Chilean footballer and manager

José Santos Arias González (22 January 1928 – 4 September 2012), known as José Santos Arias, was a Chilean football player who played as a forward and manager.

==Career==
Arias joined Colo-Colo after taking part in a championship in the Estadio Nacional as a member of the team of normal school from Victoria city. As a player of Colo-Colo, he made fifty-three appearances and scored nine goals in the Chilean top division from 1950 to 1952.

In 1953, he switched to the traditional rival, Universidad de Chile, becoming the fifth player to make it directly after Alfonso Domínguez, Pedro Hugo López, Jorge Peñaloza and Javier Mascaró. For them, he made twenty-seven appearances and scored four goals at league level.

His last club was Green Cross in 1955.

==Coaching career==
Considered a Fernando Riera's disciple, at youth level he worked for clubs such as Green Cross, with whom he began his career, Colo-Colo, Filanbanco, Deportes La Serena, among others.

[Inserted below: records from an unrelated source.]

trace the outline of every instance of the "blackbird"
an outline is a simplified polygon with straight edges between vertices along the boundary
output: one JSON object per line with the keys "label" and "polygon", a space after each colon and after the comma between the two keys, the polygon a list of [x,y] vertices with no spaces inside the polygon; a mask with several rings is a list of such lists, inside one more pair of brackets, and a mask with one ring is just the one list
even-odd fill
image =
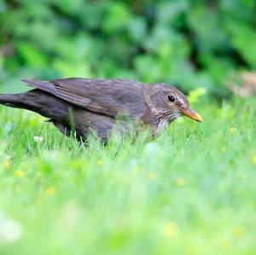
{"label": "blackbird", "polygon": [[49,118],[64,135],[74,130],[83,141],[91,131],[107,142],[113,132],[123,136],[144,128],[149,128],[155,137],[183,115],[202,122],[189,107],[187,97],[163,83],[81,78],[22,81],[34,89],[0,95],[1,104],[36,112]]}

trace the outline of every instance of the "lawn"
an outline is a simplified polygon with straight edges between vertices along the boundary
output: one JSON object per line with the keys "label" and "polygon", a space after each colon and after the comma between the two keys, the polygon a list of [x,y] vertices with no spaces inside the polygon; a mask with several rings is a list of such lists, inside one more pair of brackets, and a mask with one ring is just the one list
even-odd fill
{"label": "lawn", "polygon": [[255,99],[193,107],[203,124],[83,147],[1,107],[0,254],[256,254]]}

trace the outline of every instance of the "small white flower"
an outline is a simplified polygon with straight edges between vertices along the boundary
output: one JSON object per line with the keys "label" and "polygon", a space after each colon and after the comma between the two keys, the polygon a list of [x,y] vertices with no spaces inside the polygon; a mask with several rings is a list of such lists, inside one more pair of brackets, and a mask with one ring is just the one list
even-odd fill
{"label": "small white flower", "polygon": [[0,212],[0,244],[14,243],[22,235],[21,225]]}
{"label": "small white flower", "polygon": [[44,141],[44,137],[42,137],[42,136],[34,136],[34,141],[36,142],[42,142]]}

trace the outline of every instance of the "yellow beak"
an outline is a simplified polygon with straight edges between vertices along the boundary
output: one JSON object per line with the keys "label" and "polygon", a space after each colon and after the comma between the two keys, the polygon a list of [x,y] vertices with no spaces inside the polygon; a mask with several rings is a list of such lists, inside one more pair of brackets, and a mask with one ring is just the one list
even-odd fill
{"label": "yellow beak", "polygon": [[183,109],[182,113],[183,115],[189,117],[190,119],[196,120],[198,122],[203,122],[202,118],[194,110],[191,108]]}

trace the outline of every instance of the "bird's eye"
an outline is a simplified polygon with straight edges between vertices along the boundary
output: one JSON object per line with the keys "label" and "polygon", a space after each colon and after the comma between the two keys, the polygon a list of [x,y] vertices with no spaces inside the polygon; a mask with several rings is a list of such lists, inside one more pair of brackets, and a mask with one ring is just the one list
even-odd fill
{"label": "bird's eye", "polygon": [[168,96],[168,101],[171,102],[174,102],[175,101],[175,97],[172,95],[169,95]]}

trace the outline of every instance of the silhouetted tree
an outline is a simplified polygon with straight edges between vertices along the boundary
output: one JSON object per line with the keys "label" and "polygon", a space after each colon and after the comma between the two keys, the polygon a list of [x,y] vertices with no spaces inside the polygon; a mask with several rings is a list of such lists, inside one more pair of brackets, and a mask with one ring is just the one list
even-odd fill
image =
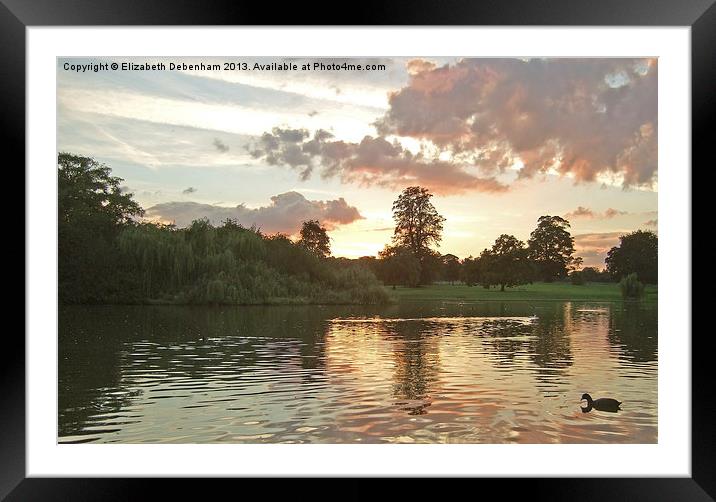
{"label": "silhouetted tree", "polygon": [[480,255],[480,282],[483,286],[506,287],[532,281],[532,269],[525,243],[512,235],[500,235],[492,249]]}
{"label": "silhouetted tree", "polygon": [[443,264],[443,278],[446,281],[450,281],[453,284],[455,281],[460,280],[460,271],[462,265],[460,264],[460,258],[454,254],[444,254],[441,257]]}
{"label": "silhouetted tree", "polygon": [[619,237],[619,246],[609,250],[604,260],[607,272],[619,280],[636,273],[640,281],[656,284],[658,281],[659,238],[649,230],[637,230]]}
{"label": "silhouetted tree", "polygon": [[480,259],[468,256],[462,260],[460,279],[468,286],[480,284]]}
{"label": "silhouetted tree", "polygon": [[439,266],[430,246],[440,246],[445,221],[430,202],[431,197],[427,188],[414,186],[403,190],[393,203],[393,244],[408,249],[419,260],[423,284],[434,278],[435,266]]}
{"label": "silhouetted tree", "polygon": [[415,287],[420,283],[420,260],[410,249],[386,246],[378,256],[381,262],[378,278],[384,284]]}
{"label": "silhouetted tree", "polygon": [[89,157],[60,153],[57,182],[60,301],[100,302],[122,287],[115,239],[142,208],[123,191],[121,178]]}
{"label": "silhouetted tree", "polygon": [[298,244],[324,258],[331,254],[331,238],[328,237],[325,227],[316,220],[303,222]]}
{"label": "silhouetted tree", "polygon": [[540,216],[528,241],[529,256],[542,280],[565,277],[574,263],[574,238],[569,222],[559,216]]}

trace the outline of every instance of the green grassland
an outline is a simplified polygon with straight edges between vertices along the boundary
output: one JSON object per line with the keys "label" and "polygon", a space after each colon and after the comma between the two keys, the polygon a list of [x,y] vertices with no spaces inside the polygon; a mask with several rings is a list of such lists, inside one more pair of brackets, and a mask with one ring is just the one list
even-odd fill
{"label": "green grassland", "polygon": [[[535,282],[500,291],[499,288],[485,289],[481,286],[466,286],[464,284],[433,284],[418,288],[396,287],[388,288],[390,292],[401,300],[544,300],[544,301],[622,301],[618,284],[588,283],[576,286],[569,282]],[[657,302],[657,286],[646,286],[644,298],[648,303]]]}

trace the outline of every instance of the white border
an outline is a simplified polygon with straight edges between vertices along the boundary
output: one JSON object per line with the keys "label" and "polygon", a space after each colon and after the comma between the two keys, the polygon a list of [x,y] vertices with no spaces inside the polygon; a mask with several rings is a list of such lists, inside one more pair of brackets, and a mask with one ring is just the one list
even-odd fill
{"label": "white border", "polygon": [[[689,28],[32,27],[27,42],[28,476],[690,476]],[[658,444],[58,445],[55,58],[150,55],[659,57]]]}

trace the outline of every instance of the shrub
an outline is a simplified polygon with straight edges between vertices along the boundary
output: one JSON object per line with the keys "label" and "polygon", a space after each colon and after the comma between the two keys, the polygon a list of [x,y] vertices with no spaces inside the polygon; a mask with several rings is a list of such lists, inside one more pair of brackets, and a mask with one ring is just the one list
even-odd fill
{"label": "shrub", "polygon": [[619,281],[619,289],[625,299],[639,299],[644,296],[644,285],[639,281],[636,273],[631,273]]}

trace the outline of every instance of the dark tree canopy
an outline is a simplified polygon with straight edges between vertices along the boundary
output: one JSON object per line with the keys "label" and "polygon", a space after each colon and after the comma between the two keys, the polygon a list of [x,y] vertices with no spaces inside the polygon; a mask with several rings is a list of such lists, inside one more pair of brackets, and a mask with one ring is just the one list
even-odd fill
{"label": "dark tree canopy", "polygon": [[386,246],[378,256],[380,258],[378,278],[383,283],[409,287],[415,287],[420,283],[420,260],[410,249]]}
{"label": "dark tree canopy", "polygon": [[[121,179],[95,160],[58,156],[61,303],[384,303],[361,264],[324,258],[327,236],[307,222],[305,245],[228,219],[186,228],[142,222]],[[308,245],[310,243],[310,245]]]}
{"label": "dark tree canopy", "polygon": [[649,230],[637,230],[619,237],[620,244],[609,250],[604,262],[607,272],[615,280],[635,273],[649,284],[658,281],[659,238]]}
{"label": "dark tree canopy", "polygon": [[506,287],[532,281],[532,268],[525,243],[512,235],[500,235],[492,249],[480,255],[480,282],[485,287]]}
{"label": "dark tree canopy", "polygon": [[438,276],[439,254],[430,246],[440,246],[443,218],[430,202],[427,188],[408,187],[393,203],[393,247],[408,250],[420,264],[419,284],[428,284]]}
{"label": "dark tree canopy", "polygon": [[540,216],[528,241],[529,256],[540,278],[551,282],[565,277],[575,264],[574,238],[569,222],[559,216]]}
{"label": "dark tree canopy", "polygon": [[58,285],[60,301],[95,302],[125,287],[116,276],[114,241],[143,213],[123,193],[121,178],[94,159],[60,153],[58,185]]}
{"label": "dark tree canopy", "polygon": [[331,254],[331,238],[328,237],[325,227],[316,220],[303,222],[298,243],[317,256],[325,258]]}
{"label": "dark tree canopy", "polygon": [[450,283],[459,281],[462,267],[460,264],[460,258],[454,254],[448,253],[442,255],[441,260],[443,264],[443,279],[449,281]]}
{"label": "dark tree canopy", "polygon": [[425,254],[431,245],[439,246],[442,240],[445,218],[430,202],[432,196],[427,188],[408,187],[393,203],[393,242],[416,256]]}

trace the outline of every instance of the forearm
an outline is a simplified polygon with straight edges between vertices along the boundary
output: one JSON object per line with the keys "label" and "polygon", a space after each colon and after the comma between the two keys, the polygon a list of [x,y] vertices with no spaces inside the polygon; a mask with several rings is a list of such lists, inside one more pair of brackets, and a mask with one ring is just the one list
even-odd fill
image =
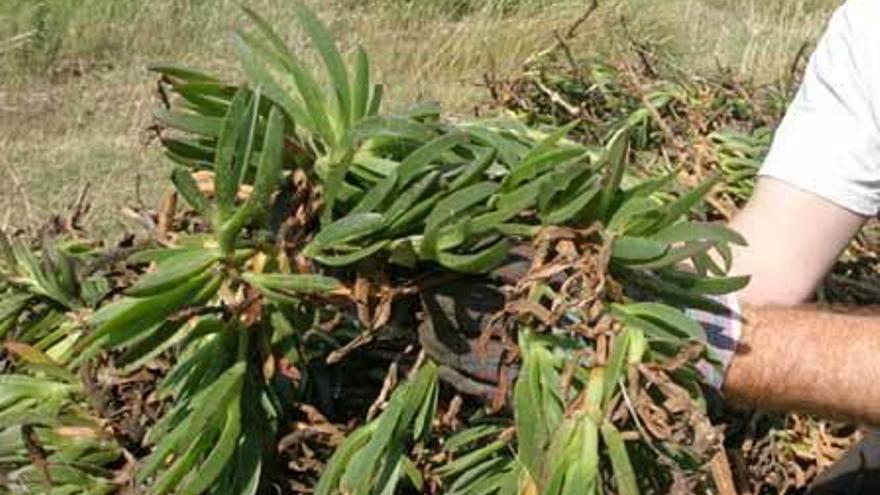
{"label": "forearm", "polygon": [[880,309],[747,307],[743,319],[729,399],[880,425]]}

He also coached the Chile under-20 team at both the 1967 and the 1974 South American Championships.

At senior level, he coached clubs such as San Bernardo Central and Universidad Técnica in the second level. In the top division, he led Rangers (1968), Audax Italiano (1971), Colo-Colo as interim (1974), Santiago Morning (1978–79) and Deportes La Serena (1990–91). He also won the Cuarta División in 1984 and got the promotion to the Tercera División with Soinca Bata.

In 1973, he coached the Chile national amateur team with views to the 1975 Pan American Games, previous to the Chilean coup d'état.

As a football teacher, he was one of the founders of the Football Managers Association of Chile and gave classes alongside colleagues such as Pedro Morales and Eddio Inostroza.

==Personal life==
He graduated as a teacher at the normal school of Victoria, where he coincided with Constantino Mohor and Caupolicán Peña, who were footballers and managers later.